On October 15, Comcast donated $1,000 to Florida Sen. Dennis Baxley, the sole sponsor of SB 90, a 48-page bill that, among other measures, makes it a misdemeanor to give water—or anything else—to people waiting in line to vote in the sweltering Florida heat, similar to a restriction that first appeared in Georgia Republicans’ suppression bill. Baxter’s bill eliminates 24/7 ballot drop boxes and requires such boxes to be monitored at all times and only available during in-person voting hours. It also requires voters seeking an absentee ballot to submit a driver’s license or Social Security number and requires voters to reapply for mail ballots more often, among its many other provisions that make voting more difficult. 
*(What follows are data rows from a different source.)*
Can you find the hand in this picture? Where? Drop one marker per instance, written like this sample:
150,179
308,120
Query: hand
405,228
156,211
The League of Women Voters of Florida, Black Voters Matter Fund, and Florida voters have filed a lawsuit to stop Baxley’s bill, which Gov. DeSantis signed into law in May. The lawsuit argues that the bill is designed to make it more difficult for seniors, minorities, and young people to vote and violates people’s First and Fourteenth Amendment rights. 

Comcast made several other donations to voter suppression bill sponsors after it put out its statement, Sludge found by reviewing donations to the sponsors of new restrictive voting laws identified by the Brennan Center. The company donated $1,000 in September to Alabama Republican State Representative Alan Baker, the sponsor of a new law that shortens the window of time people have for requesting an absentee ballot. It also made donations to the sponsors of new Brennan Center-identified voter suppression laws in Utah and Kansas. 

Pharmaceutical company Merck signed a pro-voting rights statement that was published as an advertisement in the New York Times on April 14. “For American democracy to work for any of us, we must ensure the right to vote for all of us,” the ad reads. “We call upon all Americans to join us in taking a nonpartisan stand for this most basic and fundamental right of all Americans.”